プロの場合「出場できる選手が減る」からで、
控えの野手の最大の見せ場である「投手の代打」がなくなります。
代わりに「レギュラーの選手が1人」増えることになるでしょう。
出番のない選手が増えそうです。
監督目線で野球を見ていると、
「次の打順が投手。はたして代打を出してくるのか」
といった読みを楽しむことができます。
「まだ6回。

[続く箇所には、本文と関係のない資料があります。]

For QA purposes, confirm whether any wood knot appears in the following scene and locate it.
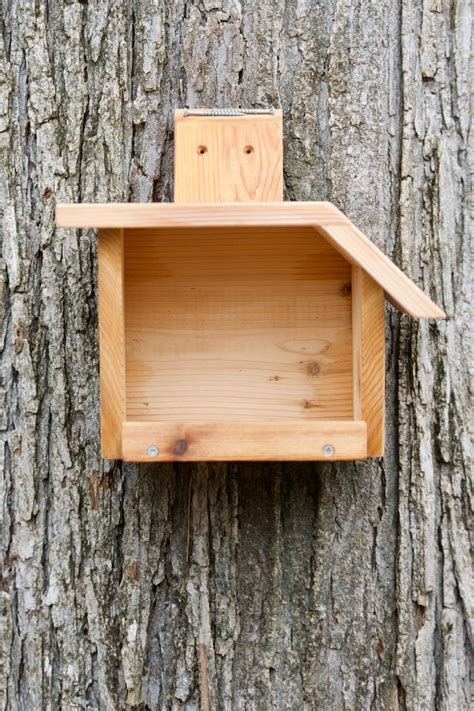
[173,439,188,457]
[306,361,321,377]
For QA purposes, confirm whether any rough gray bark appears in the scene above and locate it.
[0,0,472,711]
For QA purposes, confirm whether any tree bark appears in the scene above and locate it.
[0,0,472,711]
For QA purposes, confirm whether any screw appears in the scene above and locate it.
[323,444,336,457]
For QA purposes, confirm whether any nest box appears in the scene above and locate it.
[56,105,444,461]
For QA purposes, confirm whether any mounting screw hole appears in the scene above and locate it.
[323,444,336,457]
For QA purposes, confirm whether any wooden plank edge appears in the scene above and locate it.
[122,420,367,462]
[55,202,348,229]
[313,225,446,319]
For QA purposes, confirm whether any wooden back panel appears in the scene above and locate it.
[125,227,352,422]
[174,110,283,203]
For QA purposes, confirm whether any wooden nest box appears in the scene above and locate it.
[56,105,444,461]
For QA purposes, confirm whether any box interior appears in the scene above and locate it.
[124,227,353,422]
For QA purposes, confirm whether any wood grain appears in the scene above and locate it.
[56,202,348,228]
[98,230,125,459]
[56,202,445,319]
[125,228,352,422]
[352,267,385,457]
[317,222,446,319]
[174,109,283,203]
[123,420,367,462]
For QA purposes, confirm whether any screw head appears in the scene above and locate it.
[323,444,336,457]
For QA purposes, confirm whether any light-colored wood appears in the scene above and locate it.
[98,230,125,459]
[123,420,367,462]
[56,202,348,229]
[125,227,352,422]
[56,202,445,318]
[315,221,446,319]
[352,267,385,457]
[174,110,283,203]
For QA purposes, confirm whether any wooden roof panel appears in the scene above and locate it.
[56,202,445,319]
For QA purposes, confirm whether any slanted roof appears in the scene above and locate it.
[56,202,445,318]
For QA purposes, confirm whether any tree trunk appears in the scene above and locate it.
[0,0,472,711]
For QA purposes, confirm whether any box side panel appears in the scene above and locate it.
[352,267,385,457]
[98,230,125,459]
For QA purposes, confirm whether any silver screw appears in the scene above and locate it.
[323,444,336,457]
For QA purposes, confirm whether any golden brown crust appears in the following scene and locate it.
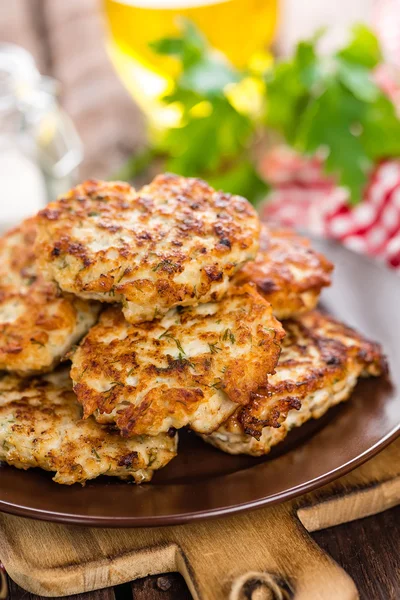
[235,224,333,319]
[0,369,177,485]
[0,219,98,374]
[217,311,386,439]
[38,175,260,323]
[71,285,283,436]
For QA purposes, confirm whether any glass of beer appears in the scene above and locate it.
[104,0,278,127]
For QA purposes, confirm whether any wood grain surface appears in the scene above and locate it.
[3,506,400,600]
[0,440,400,600]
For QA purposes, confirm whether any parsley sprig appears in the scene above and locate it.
[265,25,400,204]
[146,19,267,199]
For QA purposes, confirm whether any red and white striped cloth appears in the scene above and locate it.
[260,146,400,267]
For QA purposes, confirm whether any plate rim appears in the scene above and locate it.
[0,423,400,529]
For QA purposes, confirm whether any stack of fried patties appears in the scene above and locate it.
[0,175,384,484]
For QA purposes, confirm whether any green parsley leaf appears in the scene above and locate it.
[265,25,400,204]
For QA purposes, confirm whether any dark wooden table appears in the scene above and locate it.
[3,506,400,600]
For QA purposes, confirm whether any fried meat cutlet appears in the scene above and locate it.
[235,224,333,320]
[0,219,99,375]
[202,311,386,456]
[71,284,283,436]
[0,368,178,485]
[37,175,260,323]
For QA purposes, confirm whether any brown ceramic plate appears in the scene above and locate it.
[0,242,400,527]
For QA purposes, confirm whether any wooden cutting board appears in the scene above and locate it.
[0,439,400,600]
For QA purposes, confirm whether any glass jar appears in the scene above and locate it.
[0,44,82,231]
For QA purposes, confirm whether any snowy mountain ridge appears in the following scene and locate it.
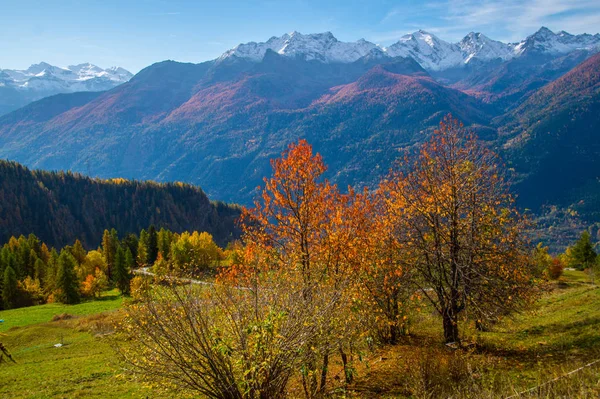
[0,62,133,94]
[217,27,600,71]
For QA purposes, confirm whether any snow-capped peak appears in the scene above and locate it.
[219,27,600,71]
[0,62,133,98]
[385,30,463,70]
[220,31,377,63]
[514,26,600,55]
[458,32,514,63]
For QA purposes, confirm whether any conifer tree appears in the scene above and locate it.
[71,240,87,266]
[114,246,133,295]
[56,249,80,304]
[147,225,158,266]
[102,230,117,280]
[571,231,597,269]
[2,266,17,309]
[136,229,148,267]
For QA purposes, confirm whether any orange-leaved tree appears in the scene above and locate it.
[385,115,534,342]
[236,140,355,397]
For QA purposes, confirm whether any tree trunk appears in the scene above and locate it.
[442,309,460,344]
[319,353,329,394]
[340,346,353,385]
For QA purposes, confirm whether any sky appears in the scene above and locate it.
[0,0,600,73]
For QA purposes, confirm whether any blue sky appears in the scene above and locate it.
[0,0,600,72]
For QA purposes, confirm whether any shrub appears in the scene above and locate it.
[548,258,564,280]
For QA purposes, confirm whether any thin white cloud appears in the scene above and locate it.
[380,0,600,41]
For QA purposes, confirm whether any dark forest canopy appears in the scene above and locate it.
[0,160,240,248]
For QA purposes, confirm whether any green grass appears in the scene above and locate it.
[0,290,157,399]
[355,271,600,398]
[0,271,600,399]
[0,289,122,332]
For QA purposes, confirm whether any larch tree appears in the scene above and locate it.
[242,140,353,398]
[386,115,533,343]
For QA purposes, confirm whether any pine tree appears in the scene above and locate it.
[114,246,133,295]
[102,230,117,280]
[56,249,80,304]
[2,266,17,309]
[71,240,87,266]
[571,231,597,269]
[146,225,158,266]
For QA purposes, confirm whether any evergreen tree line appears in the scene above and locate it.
[0,225,225,309]
[0,160,240,248]
[533,231,600,282]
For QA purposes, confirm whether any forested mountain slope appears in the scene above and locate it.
[0,161,239,248]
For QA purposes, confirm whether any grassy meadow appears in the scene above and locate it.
[0,271,600,398]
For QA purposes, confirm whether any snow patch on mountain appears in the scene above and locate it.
[219,32,377,63]
[219,27,600,71]
[0,62,133,95]
[514,27,600,56]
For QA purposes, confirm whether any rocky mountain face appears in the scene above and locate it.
[0,62,133,115]
[0,28,600,234]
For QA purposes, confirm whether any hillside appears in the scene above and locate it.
[0,161,239,248]
[496,55,600,222]
[0,28,600,220]
[0,51,494,203]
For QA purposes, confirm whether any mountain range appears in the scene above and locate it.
[0,62,133,115]
[0,28,600,244]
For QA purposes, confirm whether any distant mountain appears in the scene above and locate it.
[495,54,600,222]
[0,62,133,115]
[0,28,600,231]
[0,161,240,248]
[219,27,600,71]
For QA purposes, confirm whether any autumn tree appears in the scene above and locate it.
[136,229,152,267]
[242,140,360,397]
[350,189,415,344]
[387,116,532,342]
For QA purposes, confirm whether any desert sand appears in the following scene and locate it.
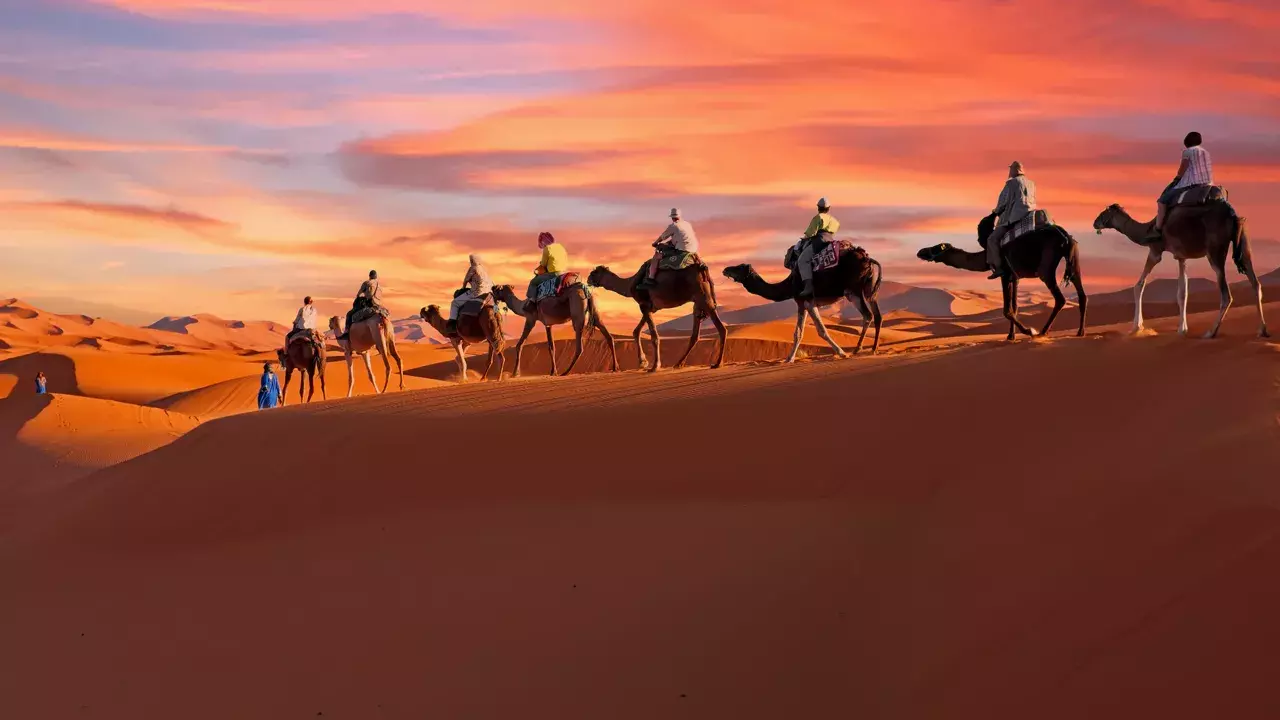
[0,283,1280,719]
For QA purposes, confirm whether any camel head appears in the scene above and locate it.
[724,263,755,284]
[1093,204,1128,234]
[915,242,954,263]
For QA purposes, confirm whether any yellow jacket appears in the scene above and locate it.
[804,213,840,237]
[534,242,568,275]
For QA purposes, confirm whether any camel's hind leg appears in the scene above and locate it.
[1133,249,1164,333]
[1204,258,1231,340]
[809,302,849,360]
[360,351,376,395]
[710,307,728,370]
[644,310,662,373]
[783,302,808,363]
[1244,259,1271,337]
[631,318,649,370]
[675,310,703,369]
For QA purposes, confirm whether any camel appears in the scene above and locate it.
[419,305,506,383]
[493,284,618,378]
[724,242,883,363]
[329,315,404,397]
[1093,202,1271,338]
[915,210,1089,340]
[586,263,728,373]
[275,330,329,407]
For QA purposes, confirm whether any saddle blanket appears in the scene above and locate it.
[658,247,703,270]
[351,307,390,324]
[1000,210,1053,247]
[813,240,854,273]
[458,293,493,318]
[531,273,582,302]
[1169,184,1226,208]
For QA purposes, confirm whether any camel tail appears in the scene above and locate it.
[582,290,598,340]
[867,258,884,300]
[703,265,719,310]
[1231,217,1249,275]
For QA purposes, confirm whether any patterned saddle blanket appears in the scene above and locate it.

一三塁のチャンスに投手に代打を出すべきか」などを
考える楽しみが消えることになります。
ただ、高校生の場合、かつては
「四番でエース」という選手がいたものの、
今はそういう選手が減り、野球人口の減少もあり、
DH制はいたしかたないのでしょう。
話をプロに移しますと、
時期は未定ながらピッチクロックが採用されることになりました。
MLBでは、試合時間短縮が主目的で、
実際に約20~25分の短縮に成功しているとされます。
ただ、NPBでは導入の理由に時間短縮が挙げられておらず、
WBCなどの国際大会へ対応するためだそうです。
時間短縮が目的であれば、私も賛成できるかもしれませんが、
そうではないので、今ひとつ、理解できない理由だと思っています。
もっと理解できないのは、NPBが走者の牽制について言及していないことです。
牽制で制限時間がリセットされるようですと、
投手はプレートを外すだけでピッチクロックは無力になります。
したがって、ピッチクロックにはプレートを外す行為に制限が欠かせません。
私にとっては、これが最もピッチクロックで最もつまらないと思う点で、
牽制の制限があれば、MLBの場合、2回までですので、
走者はなんでもいいから、とにかく2回牽制させればいいことになります。
実質、2回しかできないのであれば、
心理的には2回目の牽制は勇気が要るもの。
牽制は1回しかできないという考え方にもなりがちです。
3回目にアウトにできなければ、ボーク扱いですので、
投手はよほど自信がない限り、牽制できなくなります。
圧倒的に、走者が有利なルールだといえるでしょう。
あとは見ている立場ですと、配球を考える楽しみが減るのも
つまらないと思っていますが、
時代の流れですので、諦めなくてはならないのでしょう。
さて、余談。
昨夜の阪神タイガース-読売ジャイアンツの試合で、
阪神・森下翔太外野手が死球を受け、代走が出されて交代しました。
骨折が心配されるような痛がりかたで心配しました。
この死球から15分ほど経ったでしょうか。
彼がかつて現ドジャースの佐々木朗希投手から
剛速球の死球を受けたものの、
そのまま出場していたことを思い出しました。
何キロのストレートだったのか確認するため、
Googleで検索し、162キロだとわかったのですが、
Googleが表示する「概要」の補足にあった
2026年8月29日の阪神対巨人戦にて、森下選手は7回に赤星投手から148キロのシュートを左手首付近に受け、痛みのあまり途中交代するアクシデントがありました。
との表示に目を疑いました。
朗希投手からの死球は2023年6月のことですので、
AIの知識となっていて当然ですが、
わずか15分前の質問していない件の情報を出してくるとは。
私も検索の省力化のため、
Geminiを使用していますが、
これでは、ますます私の仕事が減ってしまいそうです。